Set-MsOlCompanySettings – UsersPermissionToReadOtherUsersEnabled $True

Microsoft has acknowledged this as a bug and should fix it soon.

My Staff

You might not want delegated administrators to go near the Azure AD portal. If the use case is password management (aka resets for users who forget their passwords), Microsoft’s My Staff feature (in preview – Figure 3) allows delegated administrators to perform a limited set of account maintenance actions, including password reset.

Image 3 Expand
AU Admin Units MyStaff
Figure 3: User accounts from an administrative unit listed in the My Staff page (image credit: Tony Redmond)

Administrators delegated the Authentication administrator role can go to the My Staff page to manage phone numbers used for MFA phone-based authentication requests. This is different to the phone number that most will think about, which is the number shown in the directory to contact people through.

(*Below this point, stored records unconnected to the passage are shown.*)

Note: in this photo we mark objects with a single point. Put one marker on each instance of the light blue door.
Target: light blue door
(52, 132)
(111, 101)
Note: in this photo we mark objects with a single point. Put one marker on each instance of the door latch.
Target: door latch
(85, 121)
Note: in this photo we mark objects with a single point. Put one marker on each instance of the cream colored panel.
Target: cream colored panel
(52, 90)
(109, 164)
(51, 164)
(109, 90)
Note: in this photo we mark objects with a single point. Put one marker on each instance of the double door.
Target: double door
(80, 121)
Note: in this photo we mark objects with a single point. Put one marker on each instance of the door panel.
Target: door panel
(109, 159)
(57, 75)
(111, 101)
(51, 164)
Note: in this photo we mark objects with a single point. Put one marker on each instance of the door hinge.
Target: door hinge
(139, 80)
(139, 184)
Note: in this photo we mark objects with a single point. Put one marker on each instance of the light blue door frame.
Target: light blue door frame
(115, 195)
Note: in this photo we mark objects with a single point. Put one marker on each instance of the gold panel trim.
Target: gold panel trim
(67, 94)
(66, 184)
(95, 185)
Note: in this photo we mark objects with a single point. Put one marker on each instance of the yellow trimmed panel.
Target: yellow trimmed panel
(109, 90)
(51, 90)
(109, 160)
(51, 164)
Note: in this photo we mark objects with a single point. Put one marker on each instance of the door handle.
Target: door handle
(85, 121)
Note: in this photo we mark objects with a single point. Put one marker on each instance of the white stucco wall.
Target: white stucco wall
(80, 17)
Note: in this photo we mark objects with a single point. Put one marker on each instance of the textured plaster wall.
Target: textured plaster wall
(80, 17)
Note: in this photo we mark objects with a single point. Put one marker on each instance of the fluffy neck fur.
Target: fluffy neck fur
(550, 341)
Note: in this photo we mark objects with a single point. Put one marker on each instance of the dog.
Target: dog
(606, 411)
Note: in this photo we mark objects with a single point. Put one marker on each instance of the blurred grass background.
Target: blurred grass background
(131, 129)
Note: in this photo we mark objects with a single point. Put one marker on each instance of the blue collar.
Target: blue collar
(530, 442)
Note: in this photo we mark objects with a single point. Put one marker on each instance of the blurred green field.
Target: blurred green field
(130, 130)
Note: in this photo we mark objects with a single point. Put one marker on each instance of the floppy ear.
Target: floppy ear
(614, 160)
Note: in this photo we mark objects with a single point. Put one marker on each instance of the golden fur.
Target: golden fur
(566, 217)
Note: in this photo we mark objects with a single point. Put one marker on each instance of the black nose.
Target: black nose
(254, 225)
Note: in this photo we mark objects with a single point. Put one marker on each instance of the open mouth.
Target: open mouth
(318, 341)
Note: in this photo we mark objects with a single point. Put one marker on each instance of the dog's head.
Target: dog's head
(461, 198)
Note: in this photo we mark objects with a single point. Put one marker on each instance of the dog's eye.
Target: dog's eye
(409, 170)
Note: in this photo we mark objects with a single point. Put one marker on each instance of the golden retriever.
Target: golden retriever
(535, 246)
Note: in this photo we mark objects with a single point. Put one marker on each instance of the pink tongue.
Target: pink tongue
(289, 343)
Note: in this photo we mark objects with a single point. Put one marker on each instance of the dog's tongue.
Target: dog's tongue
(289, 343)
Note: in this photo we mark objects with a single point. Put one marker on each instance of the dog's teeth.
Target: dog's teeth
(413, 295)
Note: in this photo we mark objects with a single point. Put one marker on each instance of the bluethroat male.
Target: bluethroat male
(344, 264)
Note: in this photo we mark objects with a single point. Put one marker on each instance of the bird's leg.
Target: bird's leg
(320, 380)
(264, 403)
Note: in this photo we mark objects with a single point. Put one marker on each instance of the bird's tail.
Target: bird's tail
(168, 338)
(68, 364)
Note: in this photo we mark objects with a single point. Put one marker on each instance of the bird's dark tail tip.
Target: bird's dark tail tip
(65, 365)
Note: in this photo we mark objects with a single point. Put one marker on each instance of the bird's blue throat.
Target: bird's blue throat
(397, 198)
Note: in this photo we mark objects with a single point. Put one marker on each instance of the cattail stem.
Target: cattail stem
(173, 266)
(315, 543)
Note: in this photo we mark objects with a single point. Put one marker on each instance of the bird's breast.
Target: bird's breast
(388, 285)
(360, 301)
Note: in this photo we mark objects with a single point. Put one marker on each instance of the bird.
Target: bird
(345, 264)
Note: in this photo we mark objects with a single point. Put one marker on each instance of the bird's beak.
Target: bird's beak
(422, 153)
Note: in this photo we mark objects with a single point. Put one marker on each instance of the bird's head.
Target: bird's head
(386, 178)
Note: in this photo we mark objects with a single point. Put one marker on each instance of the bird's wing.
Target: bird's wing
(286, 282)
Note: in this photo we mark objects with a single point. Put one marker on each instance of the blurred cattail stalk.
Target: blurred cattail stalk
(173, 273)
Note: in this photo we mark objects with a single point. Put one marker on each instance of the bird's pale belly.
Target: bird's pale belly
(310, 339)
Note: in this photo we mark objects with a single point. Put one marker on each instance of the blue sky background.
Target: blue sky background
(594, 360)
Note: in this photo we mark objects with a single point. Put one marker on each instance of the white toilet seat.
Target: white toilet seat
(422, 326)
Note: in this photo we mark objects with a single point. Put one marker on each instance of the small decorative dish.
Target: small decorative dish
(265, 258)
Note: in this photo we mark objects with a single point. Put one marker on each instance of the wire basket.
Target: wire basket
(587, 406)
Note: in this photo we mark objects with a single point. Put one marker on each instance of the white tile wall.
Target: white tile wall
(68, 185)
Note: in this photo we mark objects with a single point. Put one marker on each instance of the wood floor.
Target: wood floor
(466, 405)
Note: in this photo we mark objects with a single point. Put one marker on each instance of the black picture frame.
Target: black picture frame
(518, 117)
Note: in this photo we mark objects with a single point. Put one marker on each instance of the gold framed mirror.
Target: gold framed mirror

Microsoft could upgrade My Staff to allow greater access to account properties and make it a more useful portal for delegated account maintenance. It will be interesting to see how this story develops

Privileged Identity Management

Support for Privileged Identity Management (PIM) is a recent addition to scoped management. PIM allows privileged access to be granted to accounts for a set period rather than perpetually, so if you want, you can limit the scoped assignments made for administrative units.

For more information about PIM in action, see this article.

Administrative Units Useful for Some, Not All

You don’t need to use administrative units to manage Azure AD and for some tenants, AUs will be overkill. But for the largest and most complicated tenants, or those who divide operational responsibilities across different divisions, AUs can help them move away from the need to have many administrators with total power over Azure AD to a smaller set of global administrators backed up by delegates who manage parts of the directory.